Avant la fermeture de la SCAN, la SNI insistait sur la mise en place des tomates Rio pour relancer la structure, selon vous était-ce une variété efficace ?

La tomate Rio est une tomate justement destinée à la transformation. Mais, c’est une tomate à pollinisation ouverte. En d’autres termes, c’est une sélection qui se fait dans la nature, sur laquelle on prélève les semences et puis on sélectionne les plants les plus vigoureux pour obtenir des graines que l’on remet dans les champs pour produire. Elles sont largement dépassées par rapport à la technologie de l’heure. Car, les rendements de ces tomates se situent entre 20, 25 et 35 tonnes à l’hectare. Hors, vous comprenez que c’est bien loin des réalités actuelles, où la production avec les nouvelles variétés est estimée entre 100 et 130 tonnes à l’hectare. Par conséquent, il est fortement déconseillé, si on veut réussir un projet de transformation de tomates de passer par des variétés si classiques qui, pour moi, sont des variétés dépassées. Le taux de matières sèches est situé autour de 5 à 5,6%. Pourtant, il y a 15 à 20 ans, quand nous parlions de taux de matières sèches qui est situé entre 5 et 6%, c’étaient des variétés super pour la transformation. Aujourd’hui c’est dépassé, car nous atteignons déjà des variétés avec des taux de matières sèches de 8%. Ces variétés peuvent être conservées après récolte  pendant un à deux mois, sans trace de pourriture.

Qu’est-ce que ça vous fait de savoir qu’aujourd’hui, il n’existe pas de programmes maraîchers, notamment de tomates.

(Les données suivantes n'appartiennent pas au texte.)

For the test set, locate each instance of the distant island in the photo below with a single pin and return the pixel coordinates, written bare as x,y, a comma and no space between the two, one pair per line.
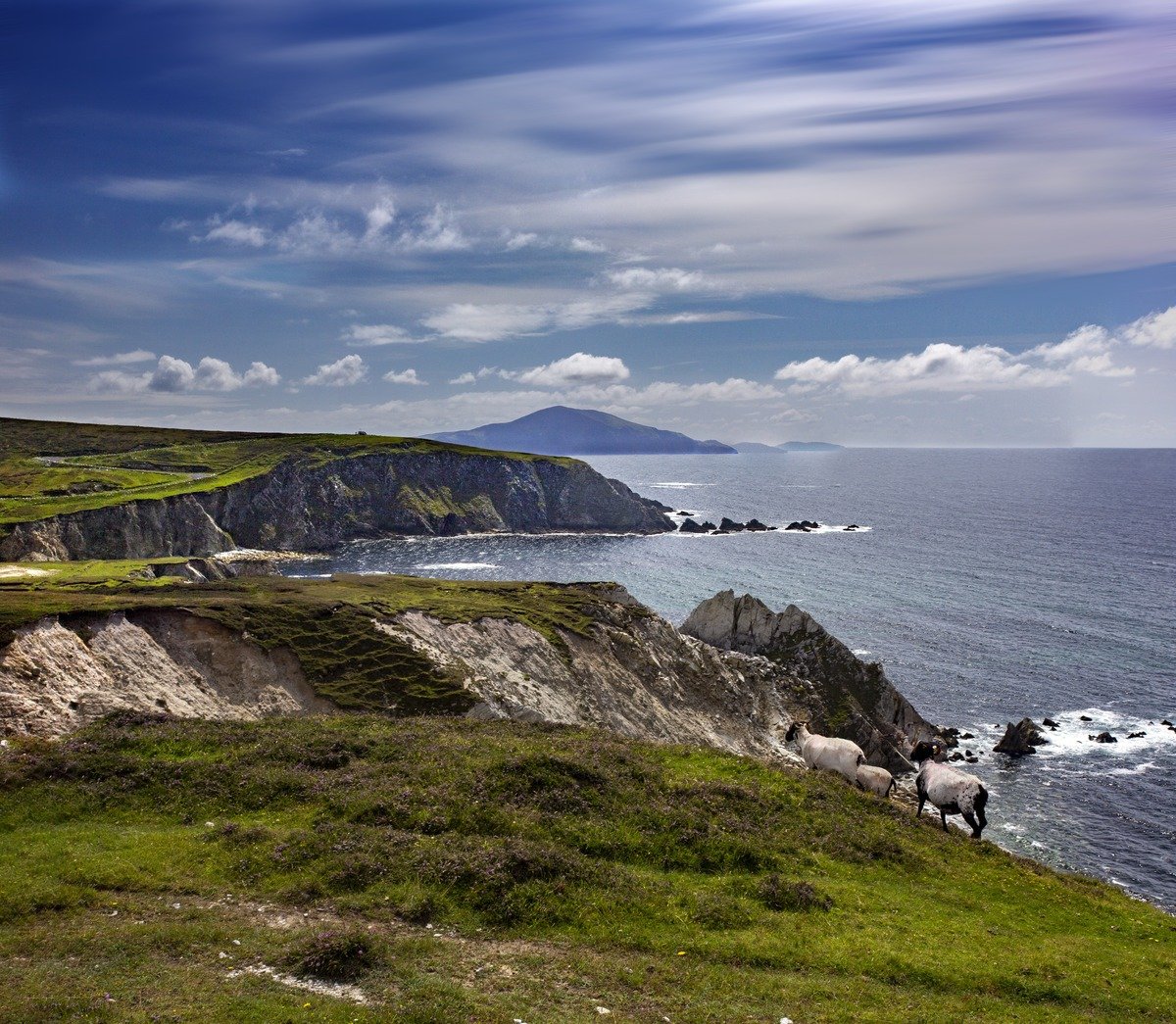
752,447
562,430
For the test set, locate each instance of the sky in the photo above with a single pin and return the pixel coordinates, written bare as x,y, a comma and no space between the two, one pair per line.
886,222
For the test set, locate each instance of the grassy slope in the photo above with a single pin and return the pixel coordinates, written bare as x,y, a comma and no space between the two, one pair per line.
562,870
113,464
327,623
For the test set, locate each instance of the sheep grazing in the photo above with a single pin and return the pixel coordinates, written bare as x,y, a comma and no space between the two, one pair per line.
827,752
875,780
953,792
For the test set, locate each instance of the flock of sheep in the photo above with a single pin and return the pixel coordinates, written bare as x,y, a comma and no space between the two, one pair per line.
951,790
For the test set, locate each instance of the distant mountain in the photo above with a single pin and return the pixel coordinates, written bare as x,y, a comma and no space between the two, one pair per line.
810,446
560,430
756,447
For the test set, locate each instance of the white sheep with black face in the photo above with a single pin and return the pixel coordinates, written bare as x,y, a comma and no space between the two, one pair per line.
951,790
875,780
828,753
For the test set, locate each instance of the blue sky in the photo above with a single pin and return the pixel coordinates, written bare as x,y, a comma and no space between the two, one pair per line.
887,222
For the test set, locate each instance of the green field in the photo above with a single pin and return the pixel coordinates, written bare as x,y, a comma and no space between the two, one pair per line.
495,871
103,465
329,624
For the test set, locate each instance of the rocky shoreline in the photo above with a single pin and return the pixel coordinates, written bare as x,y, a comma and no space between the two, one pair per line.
315,508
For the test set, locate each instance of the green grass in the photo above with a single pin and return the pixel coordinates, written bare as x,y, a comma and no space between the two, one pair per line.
329,624
560,869
115,464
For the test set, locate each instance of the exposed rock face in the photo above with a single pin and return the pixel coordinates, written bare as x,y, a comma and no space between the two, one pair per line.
630,672
56,678
858,701
315,508
138,529
634,675
1020,740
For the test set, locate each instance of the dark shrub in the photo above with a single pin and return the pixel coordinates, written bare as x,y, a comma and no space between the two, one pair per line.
335,956
776,894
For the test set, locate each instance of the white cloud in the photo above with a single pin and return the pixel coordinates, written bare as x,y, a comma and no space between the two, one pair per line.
658,278
118,359
177,375
520,240
351,369
404,377
374,334
260,374
316,234
438,231
940,366
236,231
579,368
480,322
379,218
1156,329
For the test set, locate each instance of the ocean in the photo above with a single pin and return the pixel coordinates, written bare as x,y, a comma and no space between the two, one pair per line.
992,584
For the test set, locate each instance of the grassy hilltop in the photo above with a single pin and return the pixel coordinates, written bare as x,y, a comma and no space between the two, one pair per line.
489,871
50,468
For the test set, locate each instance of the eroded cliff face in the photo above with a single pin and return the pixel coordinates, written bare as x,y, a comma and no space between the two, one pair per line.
634,675
626,670
857,699
440,494
630,672
299,507
136,529
57,677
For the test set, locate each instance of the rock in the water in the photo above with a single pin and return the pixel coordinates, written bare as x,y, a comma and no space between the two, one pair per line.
1021,739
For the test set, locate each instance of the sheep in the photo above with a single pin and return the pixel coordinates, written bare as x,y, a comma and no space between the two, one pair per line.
827,752
951,790
875,780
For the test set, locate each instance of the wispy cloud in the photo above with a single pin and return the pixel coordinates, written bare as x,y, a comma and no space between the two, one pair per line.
579,368
348,370
404,377
176,375
1088,351
117,359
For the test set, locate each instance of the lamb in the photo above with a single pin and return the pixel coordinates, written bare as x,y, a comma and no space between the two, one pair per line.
953,792
875,780
827,752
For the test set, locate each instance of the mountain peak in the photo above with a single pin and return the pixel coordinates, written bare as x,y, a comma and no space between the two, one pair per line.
564,430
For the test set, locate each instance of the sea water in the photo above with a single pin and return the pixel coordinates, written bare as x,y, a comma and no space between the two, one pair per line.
992,584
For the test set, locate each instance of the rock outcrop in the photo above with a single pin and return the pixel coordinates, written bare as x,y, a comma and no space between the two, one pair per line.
857,700
135,529
57,677
628,671
299,507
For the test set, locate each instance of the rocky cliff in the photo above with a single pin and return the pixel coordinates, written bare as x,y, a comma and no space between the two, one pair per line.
313,507
574,654
857,699
618,665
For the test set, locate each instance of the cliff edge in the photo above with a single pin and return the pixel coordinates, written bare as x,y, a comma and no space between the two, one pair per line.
857,699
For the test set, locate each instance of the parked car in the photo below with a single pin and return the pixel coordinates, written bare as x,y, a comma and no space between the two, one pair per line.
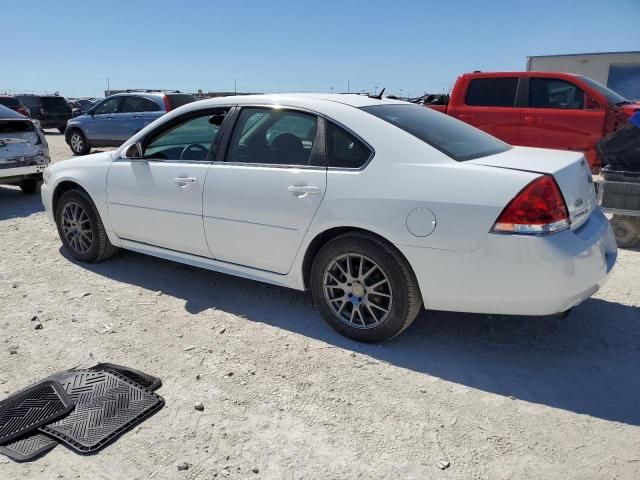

Je pense pour ma part que notre gouvernement ferait mieux de se pencher sur ce secteur très productif et plus rentable. J’ai longtemps entendu parler du cacao, du café, de la banane,  des tubercules, des céréales… J’ai entendu vanter les prouesses de rendement de ces produits qui sont de 15 à 25 tonnes. Mais, je pense qu’il est plus important de parler et d’encourager la filière des espèces maraîchères comme  celle de la tomate ; car non seulement elles sont riches en vitamine, mais ce sont des cultures à cycle court. On peut déjà commencer à gagner sa vie et à se nourrir à 20 jours après avoir semé. Pour les la tomate, à partir de 55 et 60 jours, on récolte. Ainsi, entre conseiller les agriculteurs d’attendre deux ans pour voir une fève de cacao pousser dans leur champs pour avoir un kilo de cacao, et lui dire de produire de la tomate qui, en deux mois, lui permet d’avoir en moyenne 150 tonnes, le choix est vite fait. Il est plus riche que le cacaoculteur qui doit attendre 4 ans. En même temps, il peut vendre sa tomate et la consommer pour s’occuper de sa famille, pour ensuite s’occuper aussi de sa cacaoculture ou sa caféiculture. C’est difficile de concevoir que pour avoir 25 tonnes de cacao, on passe 2 ans. Pourtant on peut dire au même producteur de cacao qu’il peut avoir 100 tonnes de tomates en 60 jours et prélever sur les revenus de sa production maraîchère pour pouvoir entretenir sa cacaoculture.